L’archivio definitivo di Sono Cose Serie, dal 2010 a oggi.
Ambientata 30 anni dopo gli eventi del fumetto originale, la serie esplora le conseguenze di un mondo dove il Dottor Manhattan si è autoesiliato e un gruppo suprematista bianco minaccia Tulsa.
La qualità offerta da HBO è, come sempre, una vera garanzia. Sul piano tecnico, la serie si rivela ineccepibile: ogni dettaglio, dalla regia ai simboli ricorrenti come quello delle uova, contribuisce a creare un mosaico narrativo estremamente affascinante.
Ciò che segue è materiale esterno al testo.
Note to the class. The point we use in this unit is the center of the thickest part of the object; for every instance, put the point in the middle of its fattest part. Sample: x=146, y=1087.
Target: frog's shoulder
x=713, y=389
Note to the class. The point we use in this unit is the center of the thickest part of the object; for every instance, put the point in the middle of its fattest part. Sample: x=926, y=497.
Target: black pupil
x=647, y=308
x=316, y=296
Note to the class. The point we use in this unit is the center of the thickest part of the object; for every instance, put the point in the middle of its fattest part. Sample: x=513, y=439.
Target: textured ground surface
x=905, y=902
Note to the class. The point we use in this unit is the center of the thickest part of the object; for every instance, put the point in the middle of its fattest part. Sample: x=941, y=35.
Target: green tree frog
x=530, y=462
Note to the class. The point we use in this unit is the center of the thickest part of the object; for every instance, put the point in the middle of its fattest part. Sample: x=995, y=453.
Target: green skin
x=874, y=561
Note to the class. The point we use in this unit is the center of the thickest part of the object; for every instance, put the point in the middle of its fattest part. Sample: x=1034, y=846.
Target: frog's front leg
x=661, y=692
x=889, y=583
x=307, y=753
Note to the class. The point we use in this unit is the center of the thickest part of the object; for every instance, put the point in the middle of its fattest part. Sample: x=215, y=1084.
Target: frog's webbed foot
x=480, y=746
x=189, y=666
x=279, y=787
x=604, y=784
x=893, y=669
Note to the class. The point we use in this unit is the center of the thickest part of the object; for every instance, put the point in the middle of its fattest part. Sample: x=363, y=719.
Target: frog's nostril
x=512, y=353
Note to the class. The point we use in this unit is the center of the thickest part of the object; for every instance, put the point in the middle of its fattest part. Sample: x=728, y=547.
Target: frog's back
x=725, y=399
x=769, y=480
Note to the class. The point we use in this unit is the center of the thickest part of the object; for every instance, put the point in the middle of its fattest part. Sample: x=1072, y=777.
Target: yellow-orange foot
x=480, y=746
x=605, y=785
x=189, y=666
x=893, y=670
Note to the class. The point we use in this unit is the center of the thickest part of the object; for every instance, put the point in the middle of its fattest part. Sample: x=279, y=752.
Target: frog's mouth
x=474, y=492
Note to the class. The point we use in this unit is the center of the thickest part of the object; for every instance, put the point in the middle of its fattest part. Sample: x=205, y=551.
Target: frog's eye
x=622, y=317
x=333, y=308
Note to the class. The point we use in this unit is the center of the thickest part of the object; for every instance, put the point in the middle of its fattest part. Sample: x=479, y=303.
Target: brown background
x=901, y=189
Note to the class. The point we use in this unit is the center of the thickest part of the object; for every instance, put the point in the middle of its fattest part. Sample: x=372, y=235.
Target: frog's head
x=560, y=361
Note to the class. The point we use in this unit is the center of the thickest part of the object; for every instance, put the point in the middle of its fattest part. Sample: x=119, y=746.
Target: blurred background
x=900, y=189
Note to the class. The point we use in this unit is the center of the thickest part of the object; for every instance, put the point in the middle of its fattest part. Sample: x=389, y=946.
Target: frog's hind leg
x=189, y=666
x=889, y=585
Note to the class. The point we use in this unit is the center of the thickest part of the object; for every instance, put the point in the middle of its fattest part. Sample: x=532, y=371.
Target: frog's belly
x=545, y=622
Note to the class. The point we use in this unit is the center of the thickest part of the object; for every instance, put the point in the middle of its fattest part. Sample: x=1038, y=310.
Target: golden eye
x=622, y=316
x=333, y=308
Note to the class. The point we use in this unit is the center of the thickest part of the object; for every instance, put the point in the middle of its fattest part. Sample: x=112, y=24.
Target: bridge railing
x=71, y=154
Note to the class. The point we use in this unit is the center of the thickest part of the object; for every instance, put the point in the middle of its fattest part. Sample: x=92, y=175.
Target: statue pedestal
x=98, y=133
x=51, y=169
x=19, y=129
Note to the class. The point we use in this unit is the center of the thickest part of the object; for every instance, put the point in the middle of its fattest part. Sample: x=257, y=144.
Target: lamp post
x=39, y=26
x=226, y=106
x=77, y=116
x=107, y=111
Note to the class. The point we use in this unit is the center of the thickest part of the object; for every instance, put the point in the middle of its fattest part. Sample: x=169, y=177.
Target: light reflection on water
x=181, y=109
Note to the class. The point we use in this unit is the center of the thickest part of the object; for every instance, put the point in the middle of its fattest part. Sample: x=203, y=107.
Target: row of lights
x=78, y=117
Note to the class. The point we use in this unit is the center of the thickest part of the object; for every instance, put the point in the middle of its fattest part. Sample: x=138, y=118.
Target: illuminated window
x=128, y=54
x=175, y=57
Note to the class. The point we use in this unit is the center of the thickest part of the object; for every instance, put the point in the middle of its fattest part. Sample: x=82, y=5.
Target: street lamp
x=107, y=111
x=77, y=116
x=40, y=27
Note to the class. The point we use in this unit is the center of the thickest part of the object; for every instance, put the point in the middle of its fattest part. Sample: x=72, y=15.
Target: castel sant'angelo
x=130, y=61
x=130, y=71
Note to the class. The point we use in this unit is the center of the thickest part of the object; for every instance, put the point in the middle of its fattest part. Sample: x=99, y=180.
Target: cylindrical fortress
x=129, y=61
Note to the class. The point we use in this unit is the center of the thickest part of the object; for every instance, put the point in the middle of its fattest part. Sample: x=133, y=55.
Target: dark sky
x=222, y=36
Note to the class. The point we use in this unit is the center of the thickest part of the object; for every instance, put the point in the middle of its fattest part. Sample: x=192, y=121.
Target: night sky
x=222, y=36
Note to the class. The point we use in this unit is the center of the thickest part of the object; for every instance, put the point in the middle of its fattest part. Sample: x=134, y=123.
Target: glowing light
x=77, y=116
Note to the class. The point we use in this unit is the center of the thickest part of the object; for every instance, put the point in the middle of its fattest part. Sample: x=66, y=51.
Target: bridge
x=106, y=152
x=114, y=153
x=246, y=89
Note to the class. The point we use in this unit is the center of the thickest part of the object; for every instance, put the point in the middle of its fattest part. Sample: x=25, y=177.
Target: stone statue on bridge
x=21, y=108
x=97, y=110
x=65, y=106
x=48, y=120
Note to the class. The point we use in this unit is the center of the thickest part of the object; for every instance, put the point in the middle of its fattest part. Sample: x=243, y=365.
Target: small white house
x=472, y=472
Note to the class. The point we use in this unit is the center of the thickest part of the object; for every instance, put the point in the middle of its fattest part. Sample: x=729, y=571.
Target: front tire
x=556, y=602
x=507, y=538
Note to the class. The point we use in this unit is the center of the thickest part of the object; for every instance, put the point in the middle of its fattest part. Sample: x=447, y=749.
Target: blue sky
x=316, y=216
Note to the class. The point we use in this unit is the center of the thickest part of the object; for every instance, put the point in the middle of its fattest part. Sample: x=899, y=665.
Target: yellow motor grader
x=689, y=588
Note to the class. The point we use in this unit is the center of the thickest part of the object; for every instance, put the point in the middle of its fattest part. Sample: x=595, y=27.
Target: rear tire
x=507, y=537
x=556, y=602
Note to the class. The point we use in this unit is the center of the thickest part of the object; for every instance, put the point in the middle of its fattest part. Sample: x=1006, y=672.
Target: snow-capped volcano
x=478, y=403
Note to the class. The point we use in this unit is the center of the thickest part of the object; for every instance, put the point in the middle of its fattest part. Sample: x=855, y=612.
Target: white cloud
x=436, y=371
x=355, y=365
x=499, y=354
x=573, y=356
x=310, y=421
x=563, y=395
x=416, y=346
Per quanto riguarda lo spirito dell'opera, ci sentiamo di dire che la serie è profondamente 'Watchmen'. Pur raccontando una storia nuova, riesce a infondere lo stesso spessore, stile e stratificazione del fumetto di Alan Moore del 1986. Nonostante non abbia lo stesso impatto dirompente dell'opera originale, consideriamo questo adattamento quanto di meglio potevamo sperare per l'universo creato da Moore, oltre a essere una serie sontuosa a prescindere dal materiale di partenza. I personaggi sono la vera forza trainante, interpretati grandiosamente da un cast stellare. L'ottavo episodio, in particolare, riesce a raccontare uno dei protagonisti storici in modo eccezionale. In definitiva, siamo rimasti pienamente soddisfatti da questa proposta che riesce a rendere omaggio al fumetto senza risultare mai ruffiana o fuori posto.
Consigliamo una fruizione classica: un episodio alla volta. Fidatevi, godrete della serie in maniera molto più intensa.
FRIZZANTE - La trama si muove con un ritmo incalzante, intrecciando passato e presente attraverso una narrazione stratificata che non lascia mai spazio a momenti di noia, mantenendo viva l'attenzione.